Corrispettivi, il nuovo tracciato evita la raddoppi d’imposta con la fattura - Quotidiano del fisco 17/02/2020

di Fabio Giordano, Comitato Tecnico AssoSoftware

 

L’introduzione dell’obbligo generalizzato di trasmissione telematica dei corrispettivi, per la totalità dei soggetti passivi Iva all’articolo 22 del Dpr 633/1972, renderà possibile a tutti l’acquisizione automatica degli stessi all’interno del gestionale dove viene elaborata la contabilità. Sia essa tenuta direttamente dall’esercente stesso, sia essa tenuta dal suo consulente contabile e fiscale.
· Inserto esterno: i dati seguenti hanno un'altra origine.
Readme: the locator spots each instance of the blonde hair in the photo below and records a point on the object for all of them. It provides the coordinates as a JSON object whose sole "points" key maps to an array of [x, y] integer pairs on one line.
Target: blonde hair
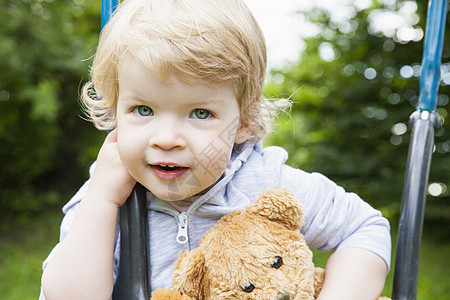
{"points": [[210, 41]]}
Le richieste di automatizzare l’importazione dei corrispettivi in contabilità da parte dei clienti delle software house sono state davvero molte in questi ultimi mesi, tuttavia alcune difficoltà tecniche ne hanno rallentato finora l’adozione. I diversi problemi rilevati sono tuttavia in via di superamento, grazie anche alle attività di coordinamento poste in essere da AssoSoftware, che da una parte ha veicolato all’agenzia delle Entrate le segnalazioni delle software house circa i limiti dell’attuale tracciato Xml utilizzato dai registratori telematici (versione 6.0 - novembre 2017), mentre dall’altra ha fatto richiesta all’agenzia delle Entrate di poter acquisire i dati dei corrispettivi non solo tramite scaricamento manuale da parte degli operatori dal portale Fatture & Corrispettivi, ma anche tramite sistemi di consegna automatica che possano operare con modalità simili a quelle della fatturazione elettronica.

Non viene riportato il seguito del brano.